Devido à necessidade de legislar especificamente sobre determinados produtos, determinando quais são os ilegais, no Reino Unido foram colocados limites máximos para a deteção dessas substâncias no sistema de um individuo, tal como no caso do álcool, que a partir de determinados limites torna-se ilegal.

Atuação no Reino Unido

No início de março deste ano, no Reino Unido, a lei de condução sob a influência de drogas foi alterada para tornar mais fácil para a polícia para capturar e condenar os condutores intoxicados, agora é um proibido conduzir com certas drogas acima de um nível especificado no sangue.

São dezassete as drogas lícitas e ilícitas que são mencionadas na legislação do Reino Unido, inclui o cannabis, cocaína, ecstasy e ketamina. Os limites para todas as drogas “ilegais” são extremamente baixos, basicamente uma pequena quantidade de uma droga ilegal coloca qualquer condutor acima do limite.

Se for considerado positiva a deteção de drogas, ou se considerar que a sua conduta está afetada por drogas, o condutor é preso e levado para uma delegacia de polícia onde serão efetuados testes de sangue ou urina. Se os testes mostrarem que consumiu drogas, ou apresentar um valor de uma droga específica acima dos limites determinados na lei será acusado de conduzir sob a influência de drogas.

As penalidades para condução de drogas são idênticas às de condução sob a influência de álcool. Se for condenado, as penas variam entre um mínimo de 12 meses de proibição de condução, a inscrição do incidente no seu registo criminal e a coima será elevada, podendo inclusivamente ser acumulada com pena de prisão de até 6 meses de prisão.

São cada vez mais as substâncias ilícitas criadas

Por existirem cada vez mais substâncias estupefacientes e os seus efeitos serem muitos e diversos, é necessário realizar mais investigações para compreender o impacto de cada uma delas na habilidade dos condutores para reagir face a situações complexas e imprevisíveis.
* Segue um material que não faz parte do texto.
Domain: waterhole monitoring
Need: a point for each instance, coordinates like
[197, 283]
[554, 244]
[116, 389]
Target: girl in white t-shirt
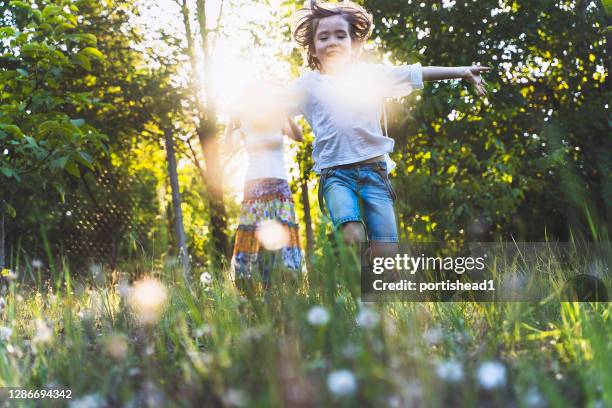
[343, 102]
[267, 234]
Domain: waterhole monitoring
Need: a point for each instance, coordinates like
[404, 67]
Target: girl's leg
[379, 214]
[342, 202]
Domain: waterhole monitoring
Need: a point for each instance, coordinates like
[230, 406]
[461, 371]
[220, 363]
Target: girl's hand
[472, 75]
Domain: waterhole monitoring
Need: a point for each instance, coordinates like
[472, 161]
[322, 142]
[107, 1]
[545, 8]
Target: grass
[215, 345]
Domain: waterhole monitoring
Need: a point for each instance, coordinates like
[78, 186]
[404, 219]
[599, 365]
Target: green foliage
[41, 131]
[531, 159]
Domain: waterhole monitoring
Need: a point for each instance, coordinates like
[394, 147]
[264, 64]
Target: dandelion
[9, 274]
[14, 351]
[342, 382]
[148, 299]
[272, 235]
[203, 330]
[5, 333]
[491, 374]
[534, 399]
[367, 318]
[95, 269]
[433, 336]
[234, 398]
[123, 287]
[152, 396]
[451, 371]
[88, 401]
[350, 350]
[115, 345]
[44, 334]
[318, 316]
[205, 278]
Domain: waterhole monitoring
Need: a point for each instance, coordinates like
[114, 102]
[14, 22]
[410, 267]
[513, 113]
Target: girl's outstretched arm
[292, 130]
[471, 74]
[232, 143]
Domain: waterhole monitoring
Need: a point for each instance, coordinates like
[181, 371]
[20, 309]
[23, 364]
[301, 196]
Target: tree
[42, 52]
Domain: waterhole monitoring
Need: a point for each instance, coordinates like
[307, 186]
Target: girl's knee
[353, 233]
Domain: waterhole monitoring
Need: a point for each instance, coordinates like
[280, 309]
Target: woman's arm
[232, 143]
[292, 130]
[471, 74]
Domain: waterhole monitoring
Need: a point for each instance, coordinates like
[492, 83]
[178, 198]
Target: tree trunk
[206, 128]
[176, 204]
[1, 238]
[307, 221]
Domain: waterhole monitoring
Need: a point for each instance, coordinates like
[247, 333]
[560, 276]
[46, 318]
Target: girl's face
[333, 44]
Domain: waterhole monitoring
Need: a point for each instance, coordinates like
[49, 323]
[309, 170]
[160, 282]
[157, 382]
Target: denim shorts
[361, 192]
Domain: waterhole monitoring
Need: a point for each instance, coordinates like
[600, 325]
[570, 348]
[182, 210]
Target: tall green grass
[215, 345]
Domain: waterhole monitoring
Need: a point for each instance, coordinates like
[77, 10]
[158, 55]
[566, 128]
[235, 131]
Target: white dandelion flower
[115, 345]
[234, 398]
[5, 333]
[534, 399]
[433, 336]
[318, 316]
[450, 370]
[9, 274]
[88, 401]
[272, 234]
[491, 374]
[205, 278]
[148, 300]
[44, 334]
[367, 318]
[342, 382]
[203, 330]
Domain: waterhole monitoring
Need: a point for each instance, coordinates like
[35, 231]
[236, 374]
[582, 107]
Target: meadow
[304, 341]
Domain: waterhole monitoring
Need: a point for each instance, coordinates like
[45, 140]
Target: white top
[265, 153]
[344, 110]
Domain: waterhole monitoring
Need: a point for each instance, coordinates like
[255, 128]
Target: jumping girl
[342, 100]
[267, 234]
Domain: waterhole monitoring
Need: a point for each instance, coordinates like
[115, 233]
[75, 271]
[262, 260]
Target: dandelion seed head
[14, 351]
[350, 350]
[342, 383]
[203, 330]
[5, 333]
[450, 370]
[535, 399]
[44, 334]
[88, 401]
[148, 299]
[491, 374]
[272, 235]
[367, 318]
[205, 278]
[318, 316]
[234, 398]
[433, 335]
[115, 345]
[9, 274]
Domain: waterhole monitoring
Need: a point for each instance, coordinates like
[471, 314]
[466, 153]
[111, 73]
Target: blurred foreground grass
[306, 341]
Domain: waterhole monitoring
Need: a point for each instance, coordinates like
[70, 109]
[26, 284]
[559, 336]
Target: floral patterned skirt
[268, 234]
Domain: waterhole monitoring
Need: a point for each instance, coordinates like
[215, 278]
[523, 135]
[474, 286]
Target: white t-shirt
[265, 153]
[344, 110]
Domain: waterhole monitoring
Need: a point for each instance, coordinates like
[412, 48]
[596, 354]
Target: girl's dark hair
[307, 21]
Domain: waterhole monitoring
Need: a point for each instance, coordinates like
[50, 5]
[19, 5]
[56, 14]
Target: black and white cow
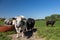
[20, 24]
[8, 22]
[30, 23]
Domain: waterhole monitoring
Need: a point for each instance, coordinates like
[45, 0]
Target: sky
[37, 9]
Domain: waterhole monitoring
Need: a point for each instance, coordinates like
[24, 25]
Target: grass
[50, 33]
[4, 35]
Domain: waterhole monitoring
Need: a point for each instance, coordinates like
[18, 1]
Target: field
[49, 33]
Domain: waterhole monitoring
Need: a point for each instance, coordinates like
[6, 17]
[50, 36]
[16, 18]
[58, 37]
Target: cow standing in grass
[8, 22]
[50, 22]
[20, 24]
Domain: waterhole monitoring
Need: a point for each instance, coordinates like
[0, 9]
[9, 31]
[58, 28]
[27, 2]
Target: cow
[20, 24]
[8, 22]
[50, 22]
[30, 24]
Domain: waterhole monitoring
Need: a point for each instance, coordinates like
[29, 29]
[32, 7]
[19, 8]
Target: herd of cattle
[21, 23]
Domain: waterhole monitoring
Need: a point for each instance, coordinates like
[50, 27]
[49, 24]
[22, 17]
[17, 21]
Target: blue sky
[29, 8]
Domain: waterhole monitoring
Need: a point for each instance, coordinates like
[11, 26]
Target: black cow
[50, 22]
[30, 24]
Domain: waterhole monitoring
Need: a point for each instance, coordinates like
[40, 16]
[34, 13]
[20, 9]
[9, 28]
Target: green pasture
[49, 33]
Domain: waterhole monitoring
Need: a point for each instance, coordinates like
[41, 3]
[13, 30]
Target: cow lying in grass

Para ficar impossibilitado de conduzir não tem de estar sob a influência de drogas ilegais, basta que seja tenha tomado uma medicação cujos efeitos sejam considerados como tendo consequências na forma com que o paciente consegue interagir com os comandos e com a capacidade de se manter alerta.

Leia sempre a bula, caso esta não seja clara e seja imprescindível combinar a toma do medicamento com a condução, fale antecipadamente com o seu médico, farmacêutico ou profissional de saúde, pois só assim poderá gerir as suas deslocações de forma responsável.

As consequências de uma condenação por drogas são de longo alcance e podem incluir outras consequências acessórias, como perda de emprego, perda de independência, um eventual aumento dos custos de seguro do seu veículo, a vergonha de ter um registo criminal, que até poderá impedir a contratação para determinados trabalhos e dificuldades de mobilidade devido à dificuldade, ou até impossibilidade, em entrar em diversos países como os EUA, por exemplo.

Como as drogas prejudicam a condução

A condução sob a influência de drogas é extremamente perigosa e pode afetar habilidades de condução em um número de maneiras, os consumidores de cannabis muitas vezes pensam que são mais seguros quando estão sob a influência, porque  conduzem mais devagar. No entanto, a cannabis diminui de velocidade de reação e de tomada de decisão. Também pode distorcer a perceção de tempo e distância.

No caso da cocaína leva a uma sensação de excesso de confiança e isso se reflete no estilo de condução, normalmente executam uma condução de elevado risco, com manobras agressivas, geralmente circulam a grandes velocidades. A Ecstasy (MDMA) é extremamente perigosa pois resulta em visão distorcida, percepção mais apurada dos sons, a apreciação dos riscos fica deturpada e possuem uma atitude excessivamente confiante na condução.